My parents were legally married for over twenty years, but in the last five or so, they were no longer married in spirit. Ultimately, my mama made her exodus from the unhappy, dysfunctional relationship without adequate finances for securing stable housing. After depending on my pops financially for over two decades, balancing costly expenses and debt, she initially resorted to homeless shelters. This damaged my spirit, but my mom was so desperate and determined to escape the miserable environment that was our home that she was willing to leave a house for a shelter and I had to understand. I remember dropping my mama off at the shelter with a crushed heart because I had no place for her to live.

She lived with a couple of her friends during different times, but she is stubborn about not wanting to overextend her welcome. Without the foundation of stable housing, it is much more difficult to be peaceful and focused.

My mama had leases at two different apartments but, tragically, chose two consecutive slumlords who both evicted her in retaliation for trying to get them to maintain the rental units in habitable condition. One of the landlords locked my family out, keeping their personal property and ultimately stealing most of their expensive valuables, not allowing us access to what was left of his pillage until well over six months later.

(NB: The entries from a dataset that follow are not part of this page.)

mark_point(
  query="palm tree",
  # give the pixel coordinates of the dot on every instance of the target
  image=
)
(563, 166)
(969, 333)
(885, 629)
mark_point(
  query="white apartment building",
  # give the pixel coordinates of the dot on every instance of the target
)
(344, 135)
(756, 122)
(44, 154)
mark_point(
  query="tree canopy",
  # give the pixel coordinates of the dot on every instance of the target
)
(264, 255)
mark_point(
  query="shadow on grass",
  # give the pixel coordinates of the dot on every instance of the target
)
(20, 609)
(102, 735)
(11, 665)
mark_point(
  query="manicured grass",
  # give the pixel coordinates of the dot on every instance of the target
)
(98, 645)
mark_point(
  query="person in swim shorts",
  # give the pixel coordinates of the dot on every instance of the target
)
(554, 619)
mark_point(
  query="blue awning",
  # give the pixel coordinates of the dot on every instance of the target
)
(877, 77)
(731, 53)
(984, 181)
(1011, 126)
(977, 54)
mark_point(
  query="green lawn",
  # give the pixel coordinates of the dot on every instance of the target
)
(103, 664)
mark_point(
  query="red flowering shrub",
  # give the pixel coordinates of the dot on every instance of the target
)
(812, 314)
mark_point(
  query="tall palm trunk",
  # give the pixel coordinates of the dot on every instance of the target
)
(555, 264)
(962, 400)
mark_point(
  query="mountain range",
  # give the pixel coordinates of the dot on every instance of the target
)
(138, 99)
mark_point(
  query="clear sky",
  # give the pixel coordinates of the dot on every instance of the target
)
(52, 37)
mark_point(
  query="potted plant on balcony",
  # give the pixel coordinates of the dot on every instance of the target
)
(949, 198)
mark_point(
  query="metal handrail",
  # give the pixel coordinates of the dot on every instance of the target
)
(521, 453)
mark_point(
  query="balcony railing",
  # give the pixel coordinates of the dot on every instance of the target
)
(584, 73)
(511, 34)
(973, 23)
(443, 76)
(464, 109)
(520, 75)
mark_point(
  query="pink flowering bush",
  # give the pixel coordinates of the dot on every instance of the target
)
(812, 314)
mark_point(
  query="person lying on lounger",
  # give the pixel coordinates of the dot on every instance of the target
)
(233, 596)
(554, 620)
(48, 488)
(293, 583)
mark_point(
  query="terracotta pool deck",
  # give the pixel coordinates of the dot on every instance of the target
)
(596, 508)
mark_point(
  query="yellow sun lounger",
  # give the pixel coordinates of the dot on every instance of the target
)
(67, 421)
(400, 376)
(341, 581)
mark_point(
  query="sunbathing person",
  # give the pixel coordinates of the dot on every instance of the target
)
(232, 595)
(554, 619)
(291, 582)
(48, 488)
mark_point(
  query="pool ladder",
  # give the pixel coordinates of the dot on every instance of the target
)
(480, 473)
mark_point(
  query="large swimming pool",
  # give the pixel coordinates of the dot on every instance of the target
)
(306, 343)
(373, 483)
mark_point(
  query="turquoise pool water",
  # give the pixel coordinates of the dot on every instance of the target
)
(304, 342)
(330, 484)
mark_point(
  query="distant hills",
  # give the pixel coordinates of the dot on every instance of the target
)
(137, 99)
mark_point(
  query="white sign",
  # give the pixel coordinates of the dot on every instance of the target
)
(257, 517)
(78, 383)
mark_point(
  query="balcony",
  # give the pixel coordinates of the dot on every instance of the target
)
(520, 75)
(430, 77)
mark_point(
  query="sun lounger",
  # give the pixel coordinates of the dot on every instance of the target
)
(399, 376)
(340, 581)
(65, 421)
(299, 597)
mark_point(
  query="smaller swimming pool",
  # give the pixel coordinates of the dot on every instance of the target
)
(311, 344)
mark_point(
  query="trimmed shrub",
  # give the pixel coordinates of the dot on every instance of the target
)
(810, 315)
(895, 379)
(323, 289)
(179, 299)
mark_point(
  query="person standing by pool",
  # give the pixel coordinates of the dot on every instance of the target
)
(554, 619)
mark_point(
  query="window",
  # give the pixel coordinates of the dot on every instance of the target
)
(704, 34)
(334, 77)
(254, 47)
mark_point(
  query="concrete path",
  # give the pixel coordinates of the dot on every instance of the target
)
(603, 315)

For the past six months or so, she has been living with a relative in a crowded and unhappy environment, where she limits her waking hours. At my previous apartment, I had my mama and four younger brothers briefly living with my wife and I, until we were threatened with eviction for having them stay with us. With two Unlawful Detainers (the curse placed on the credit records of people who have been evicted from rental property) it is more than difficult for my mama to be approved by another landlord to lease an apartment of her own. The greater challenge is my mama’s intense desire to live in a house of her own.

My mama is a genuinely upright woman with tremendous wisdom, compassion, creativity and endurance. Our experiences with homelessness are much better off than that of many people, reflecting the varying levels of severity of homeless conditions that millions of Americans live and die in. Being the wealthiest and most technologically advanced society on the planet leaves America with no excuse for not providing basic needs to all people.

Most homeless people work jobs but don’t earn enough money to afford rent or mortgage. Many other homeless people are mentally disabled, a large proportion being veterans of war, a clear reflection of America’s disregard for the well-being of soldiers once their duties are done. People who have never known homelessness would be amazed to realize how expensive it is.

Homelessness can cost people their family structure, sanity and their lives.